В одиннадцатом часу вся нефедовская семья, уже сходившая по случаю воскресенья к обедне, сидела на крыльце за самоваром, слушая Нефедова, который, в круглых серебряных очках, очень хорошо умещавшихся в его больших глазных впадинах, пил чай с молоком и рассказывал о своей поездке, а Клаша все еще спала, и в открытом окне ее комнаты медленно дулась от ветра белая занавеска. Нефедов в церкви не был, — он, очень набожный, но не любивший духовенства, всегда осуждавший его за коростолюбие и поспешность при исполнении служб, читал обедню дома, в своем чистом полутемном зальце, где было много церковных книг, образов старого письма, медных складней и стоял аналой. Утомленный бессонной ночью и чтением вслух, он рассказывал подробно, невыразительно, и путем слушала его только дочь, скромная на вид, стройная и небольшая, с твердыми ушками, полуприкрытыми сухими каштановыми волосами. Сын, высокий, гнутый, лепил бумажного змея, и его стоячие, близко друг к другу посаженные глаза ничего не выражали, кроме внимания к своему делу; он, преданный матери, всегда целовавший по утрам ее руку, ходивший с ней к обедне, за покупками, делавший ей бумажные цветы на образа и на лампы, к отцу был всегда невнимателен. А Раиса Матвеевна, — крупная, худая, с маленькой черно-глянцевитой головой, с длинными, редкими зубами, — мыла чашки и смотрела своими неприятными глазами на самовар: она уже с раздражением думала о заспавшейся Клаше. И вдруг щеколда в калитке стукнула, и как раз в ту самую минуту, когда на крыльцо вышла Клаша, наконец проснувшаяся и бесшумно умывавшаяся за белой занавеской своего окна, во двор вошел Модест Страхов.

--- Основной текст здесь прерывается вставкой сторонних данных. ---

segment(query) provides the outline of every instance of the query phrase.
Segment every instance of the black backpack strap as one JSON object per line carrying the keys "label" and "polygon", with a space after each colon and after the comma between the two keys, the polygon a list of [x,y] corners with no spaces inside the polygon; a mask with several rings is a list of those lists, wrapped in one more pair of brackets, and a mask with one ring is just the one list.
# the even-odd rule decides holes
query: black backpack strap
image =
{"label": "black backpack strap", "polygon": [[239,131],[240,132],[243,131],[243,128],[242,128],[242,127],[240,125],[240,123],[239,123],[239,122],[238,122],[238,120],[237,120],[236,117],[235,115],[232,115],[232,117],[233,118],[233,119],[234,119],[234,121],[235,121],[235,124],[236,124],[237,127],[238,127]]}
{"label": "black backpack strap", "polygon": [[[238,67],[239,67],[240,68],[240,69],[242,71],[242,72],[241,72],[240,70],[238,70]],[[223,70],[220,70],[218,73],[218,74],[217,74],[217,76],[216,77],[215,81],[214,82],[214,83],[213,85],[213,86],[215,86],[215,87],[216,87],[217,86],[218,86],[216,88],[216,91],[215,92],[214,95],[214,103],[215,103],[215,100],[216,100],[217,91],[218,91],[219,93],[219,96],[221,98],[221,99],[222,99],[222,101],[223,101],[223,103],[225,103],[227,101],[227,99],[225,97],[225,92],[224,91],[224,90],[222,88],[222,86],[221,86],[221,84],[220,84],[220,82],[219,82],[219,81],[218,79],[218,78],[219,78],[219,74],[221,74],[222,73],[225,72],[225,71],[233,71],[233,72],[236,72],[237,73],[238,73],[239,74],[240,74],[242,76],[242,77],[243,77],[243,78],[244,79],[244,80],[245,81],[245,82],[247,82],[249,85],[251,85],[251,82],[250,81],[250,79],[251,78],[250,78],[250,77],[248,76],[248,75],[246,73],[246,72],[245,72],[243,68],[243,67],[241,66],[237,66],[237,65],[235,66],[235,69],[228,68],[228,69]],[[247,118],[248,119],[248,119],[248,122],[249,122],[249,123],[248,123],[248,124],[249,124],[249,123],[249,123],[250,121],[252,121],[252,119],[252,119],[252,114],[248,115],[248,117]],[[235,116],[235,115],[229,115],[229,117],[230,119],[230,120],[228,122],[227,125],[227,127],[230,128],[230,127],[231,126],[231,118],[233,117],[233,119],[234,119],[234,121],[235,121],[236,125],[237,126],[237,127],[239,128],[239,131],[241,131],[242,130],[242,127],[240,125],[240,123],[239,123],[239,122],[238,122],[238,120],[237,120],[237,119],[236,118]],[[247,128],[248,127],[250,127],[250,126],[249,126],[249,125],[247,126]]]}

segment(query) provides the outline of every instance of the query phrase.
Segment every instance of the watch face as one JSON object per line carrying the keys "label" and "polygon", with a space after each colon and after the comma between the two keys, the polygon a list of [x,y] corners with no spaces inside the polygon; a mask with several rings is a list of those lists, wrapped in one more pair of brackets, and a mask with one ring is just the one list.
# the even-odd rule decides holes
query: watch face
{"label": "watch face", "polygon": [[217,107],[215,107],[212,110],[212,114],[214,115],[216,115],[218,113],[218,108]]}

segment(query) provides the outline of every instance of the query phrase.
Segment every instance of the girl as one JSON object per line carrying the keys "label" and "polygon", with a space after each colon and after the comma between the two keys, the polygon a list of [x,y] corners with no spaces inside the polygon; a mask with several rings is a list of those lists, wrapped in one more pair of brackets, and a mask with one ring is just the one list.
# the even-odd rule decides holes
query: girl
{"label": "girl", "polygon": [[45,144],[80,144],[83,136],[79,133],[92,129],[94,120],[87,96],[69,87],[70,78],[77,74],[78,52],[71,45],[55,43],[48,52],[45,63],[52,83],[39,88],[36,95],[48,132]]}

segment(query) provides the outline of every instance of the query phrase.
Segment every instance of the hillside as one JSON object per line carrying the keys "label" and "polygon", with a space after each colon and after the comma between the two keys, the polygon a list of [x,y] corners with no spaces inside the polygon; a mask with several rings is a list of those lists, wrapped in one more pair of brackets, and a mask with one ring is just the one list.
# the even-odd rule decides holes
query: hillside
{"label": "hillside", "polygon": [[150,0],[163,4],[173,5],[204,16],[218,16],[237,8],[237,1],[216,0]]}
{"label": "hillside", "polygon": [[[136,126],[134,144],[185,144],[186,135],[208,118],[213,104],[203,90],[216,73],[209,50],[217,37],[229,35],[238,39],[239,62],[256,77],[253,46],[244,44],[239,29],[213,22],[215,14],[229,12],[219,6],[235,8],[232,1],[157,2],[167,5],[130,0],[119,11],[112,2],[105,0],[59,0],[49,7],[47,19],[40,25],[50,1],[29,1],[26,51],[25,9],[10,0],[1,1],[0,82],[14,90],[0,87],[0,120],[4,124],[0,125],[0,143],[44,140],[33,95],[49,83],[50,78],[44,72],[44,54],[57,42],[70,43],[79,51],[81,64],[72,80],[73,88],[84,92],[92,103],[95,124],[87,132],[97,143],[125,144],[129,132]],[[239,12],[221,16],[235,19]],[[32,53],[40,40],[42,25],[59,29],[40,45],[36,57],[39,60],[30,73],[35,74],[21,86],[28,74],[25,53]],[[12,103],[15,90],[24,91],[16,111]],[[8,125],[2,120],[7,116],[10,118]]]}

Он тоже заспался в это утро, как всегда, впрочем: покоен был его большой дом, тих кабинет, выходивший окнами во двор, широка кровать красного дерева, стоявшая под старинной, чуть не всю стену занимавшей картиной, — под смуглой нагой Сусанной с миловидным овальным лицом, стыдливо и грациозно выходившей из мраморного водоема. Страхов, старый вдовец, живший в имении, верстах в пяти от города, никогда ни в чем не стеснял Модеста, давал ему во всем полную свободу, и Модест пользовался ею. Кое-как одолел он гимназию, университета не кончил, хотя и не вышел из него, а просто забыл о нем, приехав на Святки из Москвы и увлекшись катком и любительскими спектаклями. Теперь он часто ходил к Нефедовым, и все дивились, зачем он бывает в этом скучном доме, в семье бывшего отцовского крепостного. Он был среднего роста, держался прямо, в одежде соблюдал щегольство, опрятность; чесался на прямой ряд и тоже очень тщательно, — ровно проложен был пыльный пробор в его черных крупных волосах, тускло блестевших от фиксатуара; брился по-актерски, и щеки у него были всегда голубые. Беспокойны были его коричневые глаза, но правильные черты лица оживлялись редко: тогда у него слегка дрожали руки, дрожали пальцы, которыми он всегда поправлял батистовый траурный платочек, углом торчавший из кармана его пиджака на левой стороне груди. Втайне гордясь знатностью своего рода, он занимался геральдикой и до смешного был сведущ в ней. Старик Нефедов его боялся, но проще всего Модест вел себя именно у него в доме. Он был на «ты» с Ефремом и Маришей, которую всегда стесняло это. С напускной непринужденностью обращалась с ним одна Раиса Матвеевна.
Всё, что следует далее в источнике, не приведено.